A l’écart de ces jeux scolaires, un célèbre théologien de l’Eglise gallicane, Edmond Richer, se courbait longuement sur les précieux manuscrits où Pasquier s’était éclairé. Que n’imprimait-on « cent ou cent-vingt exemplaires » de ce procès ! « J’offrirais volontiers ma peine et mon travail, proposait Richer, pour revoir et conférer les copies et impressions sur les originaux. » En attendant, il allait, d’après ces pièces, écrire la vie de Jeanne. Ouvrant la biographie latine que publiait en 1612 le chanoine Hordal, Richer n’y rencontrait qu’un bien maigre récit, avec une collection d’intéressantes citations, empruntées à toutes sortes d’auteurs : la Pucelle méritait mieux. « Pour faire connaître à ma patrie, expliquait Richer, combien après Dieu elle est obligée à cette fille qui ne parlait que très bon français, j’ai mieux aimé l’écrire en notre langue, afin que ceux qui n’entendent pas le latin, et même les femmes et les filles, y puissent profiter et reconnaître les merveilles de Dieu envers le royaume de France. » Il voulait, aussi, que les « nations étrangères » profitassent ; et comme elles « ne pouvaient voir, sur le pont d’Orléans, » la croix monumentale élevée en l’honneur de Jeanne, il se proposait de leur en « donner connaissance, » par une gravure.
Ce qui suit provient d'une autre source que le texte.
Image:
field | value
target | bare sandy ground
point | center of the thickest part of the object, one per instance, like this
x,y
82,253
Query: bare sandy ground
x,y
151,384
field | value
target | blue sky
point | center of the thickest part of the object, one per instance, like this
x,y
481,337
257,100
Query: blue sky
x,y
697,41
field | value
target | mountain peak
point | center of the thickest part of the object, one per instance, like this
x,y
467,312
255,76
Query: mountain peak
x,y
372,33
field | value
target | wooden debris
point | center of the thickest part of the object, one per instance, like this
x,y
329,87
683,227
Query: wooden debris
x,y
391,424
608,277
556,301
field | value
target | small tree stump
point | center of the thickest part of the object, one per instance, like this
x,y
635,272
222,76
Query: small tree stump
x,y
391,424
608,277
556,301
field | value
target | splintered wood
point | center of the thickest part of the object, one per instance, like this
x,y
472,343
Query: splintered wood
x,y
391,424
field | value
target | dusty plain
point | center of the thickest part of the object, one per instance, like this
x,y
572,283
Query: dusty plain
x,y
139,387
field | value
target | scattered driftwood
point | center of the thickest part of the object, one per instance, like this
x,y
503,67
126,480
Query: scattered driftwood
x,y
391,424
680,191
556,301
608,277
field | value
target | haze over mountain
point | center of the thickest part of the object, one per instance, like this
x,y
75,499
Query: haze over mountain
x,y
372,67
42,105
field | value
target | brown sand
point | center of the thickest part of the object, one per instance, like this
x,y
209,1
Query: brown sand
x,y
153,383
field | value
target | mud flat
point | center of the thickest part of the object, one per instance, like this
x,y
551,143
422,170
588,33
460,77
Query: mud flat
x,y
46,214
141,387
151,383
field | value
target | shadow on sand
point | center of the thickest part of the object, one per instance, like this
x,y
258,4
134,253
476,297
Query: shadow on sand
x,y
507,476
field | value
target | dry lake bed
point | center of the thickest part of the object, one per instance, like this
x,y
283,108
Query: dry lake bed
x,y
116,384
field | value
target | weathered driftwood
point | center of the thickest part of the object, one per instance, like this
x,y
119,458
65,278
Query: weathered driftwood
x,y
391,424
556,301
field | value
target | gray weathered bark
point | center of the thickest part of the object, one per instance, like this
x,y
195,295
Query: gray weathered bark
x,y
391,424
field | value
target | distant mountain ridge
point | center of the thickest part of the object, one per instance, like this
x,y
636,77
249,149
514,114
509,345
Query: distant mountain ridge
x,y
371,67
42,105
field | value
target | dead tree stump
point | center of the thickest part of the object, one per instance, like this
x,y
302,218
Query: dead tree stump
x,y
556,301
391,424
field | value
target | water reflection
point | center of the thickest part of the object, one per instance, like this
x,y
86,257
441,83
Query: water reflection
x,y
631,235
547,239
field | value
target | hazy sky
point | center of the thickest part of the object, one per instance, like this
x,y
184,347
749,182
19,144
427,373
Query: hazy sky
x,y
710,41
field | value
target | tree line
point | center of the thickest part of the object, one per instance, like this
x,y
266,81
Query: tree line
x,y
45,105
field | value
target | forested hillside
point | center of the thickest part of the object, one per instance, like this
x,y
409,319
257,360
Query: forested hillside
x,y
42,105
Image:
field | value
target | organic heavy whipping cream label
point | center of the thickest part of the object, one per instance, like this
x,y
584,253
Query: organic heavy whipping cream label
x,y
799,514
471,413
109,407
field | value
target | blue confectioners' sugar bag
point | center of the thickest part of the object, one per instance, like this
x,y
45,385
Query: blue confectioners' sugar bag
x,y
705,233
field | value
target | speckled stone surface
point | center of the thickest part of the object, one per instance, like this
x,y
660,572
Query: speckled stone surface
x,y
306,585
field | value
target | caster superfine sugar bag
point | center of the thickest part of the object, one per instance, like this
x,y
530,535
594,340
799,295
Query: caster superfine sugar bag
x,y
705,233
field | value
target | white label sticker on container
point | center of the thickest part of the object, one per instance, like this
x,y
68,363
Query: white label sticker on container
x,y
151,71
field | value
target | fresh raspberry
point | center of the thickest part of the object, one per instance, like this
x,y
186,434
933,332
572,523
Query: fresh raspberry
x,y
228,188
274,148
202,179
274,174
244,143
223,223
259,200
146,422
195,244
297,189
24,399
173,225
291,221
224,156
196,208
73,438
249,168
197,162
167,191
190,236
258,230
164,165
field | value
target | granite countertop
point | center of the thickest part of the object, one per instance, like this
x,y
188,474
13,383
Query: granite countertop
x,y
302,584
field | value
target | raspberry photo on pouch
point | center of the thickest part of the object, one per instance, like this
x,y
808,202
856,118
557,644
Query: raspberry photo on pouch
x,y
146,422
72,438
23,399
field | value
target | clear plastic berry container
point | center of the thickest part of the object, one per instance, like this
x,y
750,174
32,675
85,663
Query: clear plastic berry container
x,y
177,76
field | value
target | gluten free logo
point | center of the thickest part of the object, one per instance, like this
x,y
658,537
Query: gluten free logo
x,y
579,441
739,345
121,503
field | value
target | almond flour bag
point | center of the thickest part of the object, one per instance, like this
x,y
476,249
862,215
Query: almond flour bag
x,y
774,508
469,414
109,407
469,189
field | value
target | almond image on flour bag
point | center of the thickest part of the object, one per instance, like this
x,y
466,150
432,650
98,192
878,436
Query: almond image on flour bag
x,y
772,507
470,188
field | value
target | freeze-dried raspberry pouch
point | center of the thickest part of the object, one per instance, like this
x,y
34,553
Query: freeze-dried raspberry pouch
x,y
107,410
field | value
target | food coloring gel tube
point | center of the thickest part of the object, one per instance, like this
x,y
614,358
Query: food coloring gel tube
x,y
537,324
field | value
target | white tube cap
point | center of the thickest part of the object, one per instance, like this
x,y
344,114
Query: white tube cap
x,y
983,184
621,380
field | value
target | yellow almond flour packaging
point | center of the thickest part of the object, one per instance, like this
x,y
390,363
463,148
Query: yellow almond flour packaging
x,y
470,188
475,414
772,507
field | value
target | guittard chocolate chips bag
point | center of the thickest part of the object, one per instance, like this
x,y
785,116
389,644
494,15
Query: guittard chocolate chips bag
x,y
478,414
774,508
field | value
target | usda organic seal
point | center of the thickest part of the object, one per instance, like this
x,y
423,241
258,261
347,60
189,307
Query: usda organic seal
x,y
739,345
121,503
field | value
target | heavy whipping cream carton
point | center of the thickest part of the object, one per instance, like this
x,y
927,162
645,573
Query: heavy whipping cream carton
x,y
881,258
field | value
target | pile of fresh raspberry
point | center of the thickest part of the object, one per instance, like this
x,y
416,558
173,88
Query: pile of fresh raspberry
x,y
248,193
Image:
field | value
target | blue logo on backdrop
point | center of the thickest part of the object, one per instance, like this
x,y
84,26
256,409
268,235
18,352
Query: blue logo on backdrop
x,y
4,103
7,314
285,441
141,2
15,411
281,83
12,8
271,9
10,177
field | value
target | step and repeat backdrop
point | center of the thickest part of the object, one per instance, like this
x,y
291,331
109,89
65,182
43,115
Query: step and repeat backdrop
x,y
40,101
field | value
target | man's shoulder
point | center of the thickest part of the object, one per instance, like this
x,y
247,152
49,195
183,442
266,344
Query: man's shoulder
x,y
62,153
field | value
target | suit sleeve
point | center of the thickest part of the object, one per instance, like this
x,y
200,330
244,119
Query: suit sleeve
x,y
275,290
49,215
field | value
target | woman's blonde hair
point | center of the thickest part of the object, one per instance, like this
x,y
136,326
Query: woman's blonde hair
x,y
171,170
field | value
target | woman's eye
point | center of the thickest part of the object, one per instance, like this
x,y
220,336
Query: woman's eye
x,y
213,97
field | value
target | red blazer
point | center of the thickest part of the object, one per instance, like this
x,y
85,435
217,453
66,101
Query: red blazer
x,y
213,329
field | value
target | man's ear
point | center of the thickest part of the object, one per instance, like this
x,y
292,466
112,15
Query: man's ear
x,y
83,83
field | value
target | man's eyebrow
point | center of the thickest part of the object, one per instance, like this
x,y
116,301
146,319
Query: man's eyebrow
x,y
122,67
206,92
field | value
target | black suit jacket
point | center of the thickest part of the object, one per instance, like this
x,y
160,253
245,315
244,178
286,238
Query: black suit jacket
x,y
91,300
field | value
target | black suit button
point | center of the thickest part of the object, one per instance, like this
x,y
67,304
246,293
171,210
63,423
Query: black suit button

Et pour commenter cette image, Richer, fouillant le livre des Juges, adaptait à Jeanne le cantique de Débora, « mère-en Israël ; » il disait aux « nations étrangères : » « Les hommes vaillants ont défailli en France jusques à ce que la Pucelle s’est levée, voire s’est levée comme la mère des Français. » Un historien l’avait salie, Du Haillan. Ce seul nom mettait en colère Edmond Richer : « Je ne puis me persuader, grondait-il, que Du Haillan, natif de Guyenne, ne fût de quelque extraction anglaise, n’ayant pu celer la haine qu’il portait à cette vierge[2]. »

Il y a quelque chose d’attachant dans cette sollicitude de prêtre, — l’une des célébrités de la faculté parisienne de théologie, — qui semble vouloir réparer quelques-unes des iniquités commises à l’endroit de Jeanne par les universitaires du

  1. Jac. Joli, Puellæ aurelianensis causa adversariis orationibus disceptata. Paris, 1609.
  2. Richer, Histoire de la Pucelle d’Orléans, édit. Dunand, I, p. 42-43 ; II, p. 298 299 ; et I, p. 87. Paris, 1912.